ApoE deficient (ApoE^−/-) mice were conducted RDN or sham operation before 20-week high-fat diet feeding. Atherosclerosis, EC phenotype and mitochondrial morphology were determined. In vitro, human arterial ECs were treated with norepinephrine to determine the mechanisms for RDN-inhibited endothelial inflammation. RDN reduced atherosclerosis, EC mitochondrial oxidative stress and inflammation. Mechanistically, the chronic sympathetic hyperactivity increased circulating norepinephrine and mitochondrial monoamine oxidase A (MAO-A) activity.
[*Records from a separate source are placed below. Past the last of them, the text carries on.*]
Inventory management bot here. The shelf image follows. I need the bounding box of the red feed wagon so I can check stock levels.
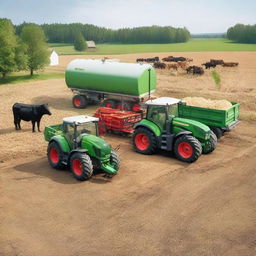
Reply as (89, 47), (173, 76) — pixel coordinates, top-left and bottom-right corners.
(94, 107), (141, 134)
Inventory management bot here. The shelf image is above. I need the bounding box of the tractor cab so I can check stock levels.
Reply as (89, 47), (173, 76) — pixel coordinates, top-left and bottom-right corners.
(63, 115), (99, 148)
(145, 97), (181, 133)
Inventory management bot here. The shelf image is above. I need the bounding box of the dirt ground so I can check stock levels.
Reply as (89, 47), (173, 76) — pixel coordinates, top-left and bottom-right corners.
(0, 52), (256, 256)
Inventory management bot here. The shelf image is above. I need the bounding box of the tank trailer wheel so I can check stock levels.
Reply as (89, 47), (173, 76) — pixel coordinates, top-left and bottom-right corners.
(47, 141), (65, 169)
(174, 135), (202, 163)
(203, 131), (218, 154)
(70, 152), (93, 181)
(132, 127), (157, 155)
(72, 94), (88, 109)
(110, 149), (120, 171)
(210, 126), (223, 139)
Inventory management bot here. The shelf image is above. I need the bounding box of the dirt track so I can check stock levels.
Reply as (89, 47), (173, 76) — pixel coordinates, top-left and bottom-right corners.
(0, 53), (256, 256)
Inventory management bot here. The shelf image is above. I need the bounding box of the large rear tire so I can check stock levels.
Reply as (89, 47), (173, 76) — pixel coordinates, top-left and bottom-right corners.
(70, 152), (93, 181)
(174, 135), (202, 163)
(47, 141), (65, 169)
(110, 149), (120, 171)
(132, 127), (157, 155)
(203, 131), (218, 154)
(72, 94), (88, 109)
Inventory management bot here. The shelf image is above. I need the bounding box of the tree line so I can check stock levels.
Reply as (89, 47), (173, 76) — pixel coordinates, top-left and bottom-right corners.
(0, 19), (50, 78)
(227, 24), (256, 44)
(16, 23), (190, 43)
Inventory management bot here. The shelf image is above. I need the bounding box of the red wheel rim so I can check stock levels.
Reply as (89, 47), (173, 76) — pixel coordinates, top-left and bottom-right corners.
(74, 97), (81, 107)
(50, 148), (59, 164)
(135, 133), (149, 150)
(178, 142), (193, 158)
(132, 104), (140, 111)
(117, 104), (127, 110)
(105, 103), (112, 108)
(72, 159), (83, 176)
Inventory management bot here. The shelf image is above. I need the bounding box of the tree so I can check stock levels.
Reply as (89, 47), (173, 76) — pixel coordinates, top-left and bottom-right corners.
(0, 19), (17, 78)
(74, 33), (87, 52)
(21, 25), (50, 76)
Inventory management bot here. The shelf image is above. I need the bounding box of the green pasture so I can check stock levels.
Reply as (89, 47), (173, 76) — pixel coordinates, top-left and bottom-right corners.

MAO-A activation-impaired mitochondrial homeostasis resulted in ROS accumulation and NF-κB activation, thereby enhancing expression of atherogenic and proinflammatory molecules in ECs. It also suppressed mitochondrial function regulator PGC-1α, with involvement of NF-κB and oxidative stress. Inactivation of MAO-A by RDN disrupted the positive-feedback regulation between mitochondrial dysfunction and inflammation, thereby inhibiting EC atheroprone phenotypic alterations and atherosclerosis.

Conclusions

The interplay between MAO-A-induced mitochondrial oxidative stress and inflammation in ECs is a key driver in atherogenesis, and it can be reduced by RDN.

中文翻译：

通过肾去神经支配靶向线粒体炎症循环可减少动脉粥样硬化内皮表型和动脉粥样硬化

客观的

内皮细胞 (EC) 中线粒体氧化还原稳态的破坏可导致慢性炎症，这是动脉粥样硬化发展的重要因素。慢性交感神经过度活跃可增强氧化应激，诱发内皮功能障碍。我们确定了肾去神经支配 (RDN)，降低交感神经张力的策略，是否可以通过改善线粒体活性氧 (ROS) 诱导的炎症来减少动脉粥样硬化来保护 EC。

方法和结果

ApoE 缺陷 (ApoE ^-/- ) 小鼠在 20 周高脂肪饮食喂养之前进行 RDN 或假手术。测定了动脉粥样硬化、EC 表型和线粒体形态。体外，用去甲肾上腺素处理人动脉内皮细胞以确定 RDN 抑制内皮炎症的机制。RDN 减少动脉粥样硬化、EC 线粒体氧化应激和炎症。从机制上讲，慢性交感神经过度活跃会增加循环去甲肾上腺素和线粒体单胺氧化酶 A (MAO-A) 的活性。MAO-A 激活受损的线粒体稳态导致 ROS 积累和 NF-κB 激活，从而增强内皮细胞中致动脉粥样硬化和促炎分子的表达。它还抑制线粒体功能调节剂 PGC-1α，涉及 NF-κB 和氧化应激。RDN 对 MAO-A 的灭活破坏了线粒体功能障碍和炎症之间的正反馈调节，从而抑制了 EC 动脉粥样硬化表型改变和动脉粥样硬化。